Prend-on moins de risques à se tourner vers l’eau en bouteille ? « Il y a des contrôles bien plus drastiques, concède Hélène Blanchoud. L’ARS effectue quand même des contrôles sur l’eau du robinet, mais si l’eau n’est pas tout à fait conforme, on a des systèmes de dérogations pour l’eau du robinet qu’il n’y a pas pour l’eau embouteillée ». Si l’eau en bouteille ne correspond pas à des critères drastiques de qualité, la distribution est arrêtée et ce n’est pas toujours le cas pour l’eau courante. Par exemple, la présence de métolachlore ESA rendait non conforme l’eau du robinet dans de nombreuses communes. « Des tests ont été réalisés et on a conclu que ce n’était pas un métabolite pertinent [il a été prouvé qu’il ne représente pas de danger pour la santé aux concentrations retrouvées], donc l’eau est redevenue conforme », détaille Hélène Blanchoud.

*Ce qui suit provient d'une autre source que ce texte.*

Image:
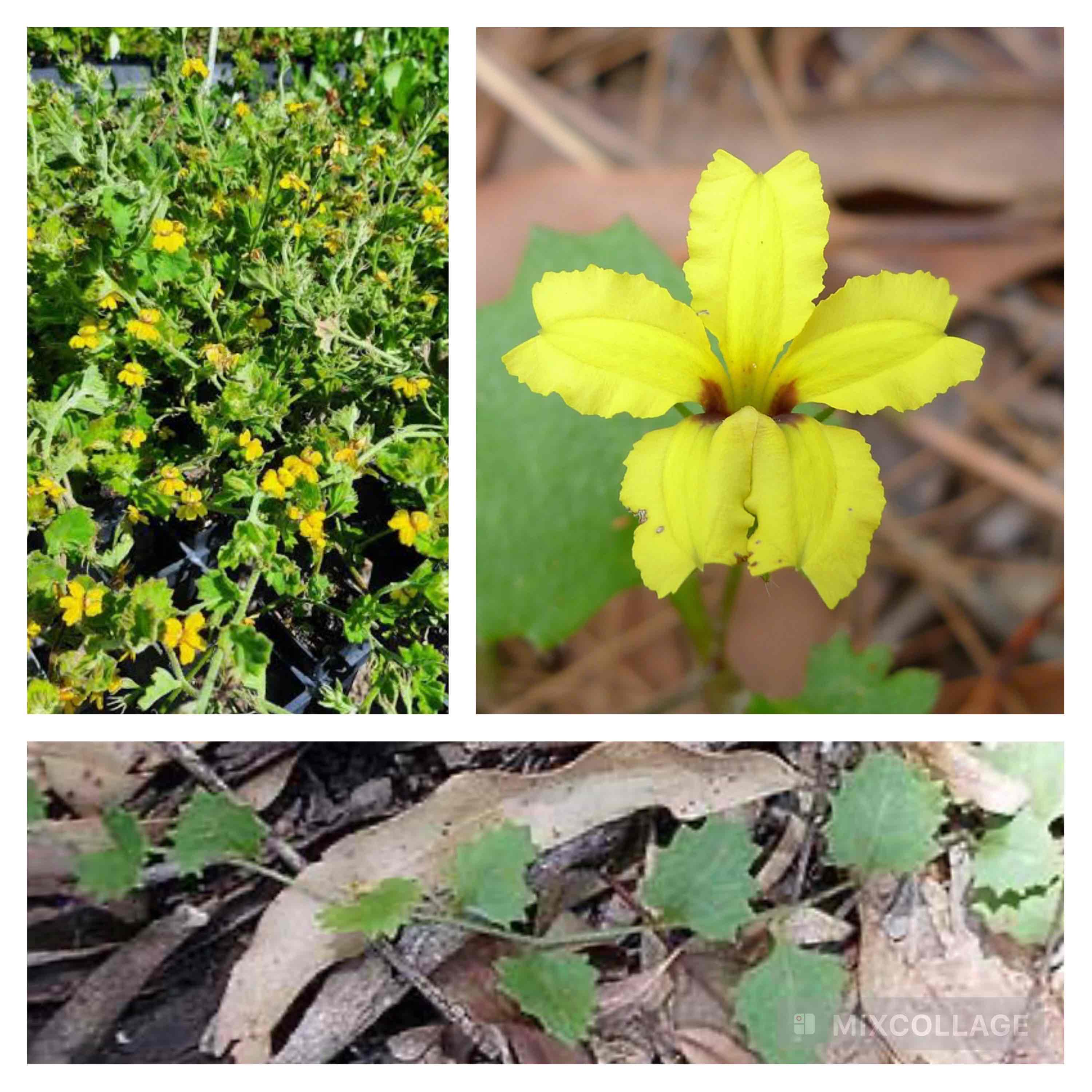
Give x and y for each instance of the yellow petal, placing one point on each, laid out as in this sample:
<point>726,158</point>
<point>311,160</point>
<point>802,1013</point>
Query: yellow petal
<point>879,342</point>
<point>818,499</point>
<point>756,261</point>
<point>686,486</point>
<point>617,343</point>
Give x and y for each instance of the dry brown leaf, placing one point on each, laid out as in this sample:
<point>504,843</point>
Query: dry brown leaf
<point>971,777</point>
<point>90,777</point>
<point>609,782</point>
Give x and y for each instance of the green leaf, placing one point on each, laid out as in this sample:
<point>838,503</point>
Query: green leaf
<point>841,681</point>
<point>1017,855</point>
<point>72,531</point>
<point>557,989</point>
<point>378,913</point>
<point>885,817</point>
<point>213,828</point>
<point>35,802</point>
<point>1041,767</point>
<point>163,683</point>
<point>491,874</point>
<point>249,651</point>
<point>554,543</point>
<point>113,873</point>
<point>703,882</point>
<point>791,983</point>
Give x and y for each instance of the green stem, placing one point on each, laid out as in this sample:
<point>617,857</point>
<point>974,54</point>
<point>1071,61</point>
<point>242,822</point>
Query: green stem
<point>218,660</point>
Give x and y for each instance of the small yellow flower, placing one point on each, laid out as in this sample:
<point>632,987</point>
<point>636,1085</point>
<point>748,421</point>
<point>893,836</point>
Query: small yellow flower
<point>81,602</point>
<point>191,506</point>
<point>310,527</point>
<point>88,338</point>
<point>259,321</point>
<point>195,65</point>
<point>134,375</point>
<point>272,485</point>
<point>252,446</point>
<point>293,182</point>
<point>409,525</point>
<point>143,326</point>
<point>185,636</point>
<point>169,235</point>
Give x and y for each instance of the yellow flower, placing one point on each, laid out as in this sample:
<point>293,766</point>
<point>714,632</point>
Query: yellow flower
<point>81,602</point>
<point>271,484</point>
<point>195,66</point>
<point>409,525</point>
<point>169,235</point>
<point>143,326</point>
<point>185,636</point>
<point>310,527</point>
<point>88,338</point>
<point>293,182</point>
<point>747,480</point>
<point>252,446</point>
<point>191,506</point>
<point>220,356</point>
<point>259,321</point>
<point>134,375</point>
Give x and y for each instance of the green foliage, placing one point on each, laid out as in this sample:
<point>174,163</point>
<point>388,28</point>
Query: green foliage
<point>213,828</point>
<point>113,873</point>
<point>491,874</point>
<point>703,883</point>
<point>885,817</point>
<point>378,913</point>
<point>554,541</point>
<point>558,989</point>
<point>791,982</point>
<point>841,681</point>
<point>289,252</point>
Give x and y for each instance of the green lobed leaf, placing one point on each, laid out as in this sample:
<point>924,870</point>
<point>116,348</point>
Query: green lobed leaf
<point>213,828</point>
<point>378,913</point>
<point>491,874</point>
<point>557,989</point>
<point>841,681</point>
<point>791,983</point>
<point>703,881</point>
<point>110,874</point>
<point>885,816</point>
<point>1041,767</point>
<point>1017,855</point>
<point>554,543</point>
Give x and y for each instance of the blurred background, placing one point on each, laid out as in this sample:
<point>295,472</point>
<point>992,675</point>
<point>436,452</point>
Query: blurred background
<point>941,150</point>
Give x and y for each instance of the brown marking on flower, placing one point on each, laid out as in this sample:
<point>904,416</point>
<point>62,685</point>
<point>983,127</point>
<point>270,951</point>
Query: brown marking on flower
<point>712,400</point>
<point>784,400</point>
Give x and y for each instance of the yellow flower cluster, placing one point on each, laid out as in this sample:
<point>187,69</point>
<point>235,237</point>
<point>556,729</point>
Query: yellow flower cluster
<point>194,66</point>
<point>220,356</point>
<point>143,326</point>
<point>409,525</point>
<point>81,602</point>
<point>169,235</point>
<point>411,388</point>
<point>134,375</point>
<point>185,636</point>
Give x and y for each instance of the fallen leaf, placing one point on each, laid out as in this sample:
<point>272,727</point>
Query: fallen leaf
<point>609,782</point>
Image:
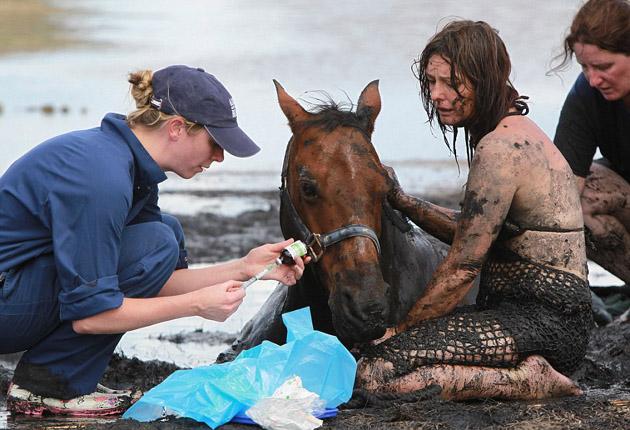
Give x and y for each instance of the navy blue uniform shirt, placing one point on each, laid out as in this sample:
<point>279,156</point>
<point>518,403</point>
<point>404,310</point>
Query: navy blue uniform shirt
<point>72,196</point>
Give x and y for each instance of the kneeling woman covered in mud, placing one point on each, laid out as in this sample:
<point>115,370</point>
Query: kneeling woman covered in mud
<point>520,228</point>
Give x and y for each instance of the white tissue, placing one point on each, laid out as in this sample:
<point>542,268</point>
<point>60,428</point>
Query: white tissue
<point>290,407</point>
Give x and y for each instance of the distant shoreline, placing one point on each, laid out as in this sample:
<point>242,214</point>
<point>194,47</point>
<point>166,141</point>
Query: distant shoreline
<point>32,25</point>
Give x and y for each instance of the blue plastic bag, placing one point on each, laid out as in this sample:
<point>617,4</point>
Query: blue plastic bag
<point>214,394</point>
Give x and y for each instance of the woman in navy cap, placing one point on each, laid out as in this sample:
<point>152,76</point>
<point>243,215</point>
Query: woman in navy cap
<point>86,254</point>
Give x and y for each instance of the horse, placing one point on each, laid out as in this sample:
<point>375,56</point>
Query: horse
<point>369,263</point>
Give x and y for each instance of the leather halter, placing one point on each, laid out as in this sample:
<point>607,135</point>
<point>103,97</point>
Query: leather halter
<point>316,243</point>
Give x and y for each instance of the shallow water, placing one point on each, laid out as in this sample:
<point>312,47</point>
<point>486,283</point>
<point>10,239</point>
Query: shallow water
<point>323,45</point>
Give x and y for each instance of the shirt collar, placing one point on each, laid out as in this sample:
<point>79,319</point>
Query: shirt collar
<point>147,170</point>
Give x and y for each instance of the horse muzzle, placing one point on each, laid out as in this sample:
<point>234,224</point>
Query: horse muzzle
<point>360,309</point>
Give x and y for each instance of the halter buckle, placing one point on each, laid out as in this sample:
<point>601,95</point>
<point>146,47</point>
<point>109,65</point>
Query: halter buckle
<point>315,247</point>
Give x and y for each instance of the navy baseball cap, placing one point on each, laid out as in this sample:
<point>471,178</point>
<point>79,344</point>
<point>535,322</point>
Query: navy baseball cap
<point>201,98</point>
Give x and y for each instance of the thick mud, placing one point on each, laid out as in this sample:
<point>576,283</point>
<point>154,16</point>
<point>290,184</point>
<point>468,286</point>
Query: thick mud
<point>604,375</point>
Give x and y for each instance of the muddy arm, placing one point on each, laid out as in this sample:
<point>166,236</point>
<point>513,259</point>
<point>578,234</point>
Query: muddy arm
<point>488,198</point>
<point>436,220</point>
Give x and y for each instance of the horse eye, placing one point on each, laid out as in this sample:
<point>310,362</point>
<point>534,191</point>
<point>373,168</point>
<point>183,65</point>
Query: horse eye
<point>308,189</point>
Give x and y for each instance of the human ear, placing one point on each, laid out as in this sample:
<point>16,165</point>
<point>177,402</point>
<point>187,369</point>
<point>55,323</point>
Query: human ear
<point>176,127</point>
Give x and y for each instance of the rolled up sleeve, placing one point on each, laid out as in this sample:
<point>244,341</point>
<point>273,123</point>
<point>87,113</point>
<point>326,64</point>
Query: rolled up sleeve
<point>87,220</point>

Pas très rassurant…
Mais avant de se ruer dans les centres commerciaux pour dévaliser le rayon des eaux en bouteille, il faut rappeler que ce n’est pas non plus sans conséquences. L’eau du robinet a une empreinte carbone bien plus faible que sa sœur en bouteille. La planète ou notre santé, le choix est difficile.
La CNDP* organise un débat public sur le projet du Syndicat des Eaux d’Ile-de-France (SEDIF) d’installer une technique de filtration membranaire (osmose inverse basse pression/nanofiltration) sur ses principales usines situées à Neuilly-sur-Marne, Choisy-le-Roi et Méry-sur-Oise. L’idée est d’aller au-delà de la réglementation en retirant un maximum de polluants pour un coût total estimé à plus de 800 millions d’euros.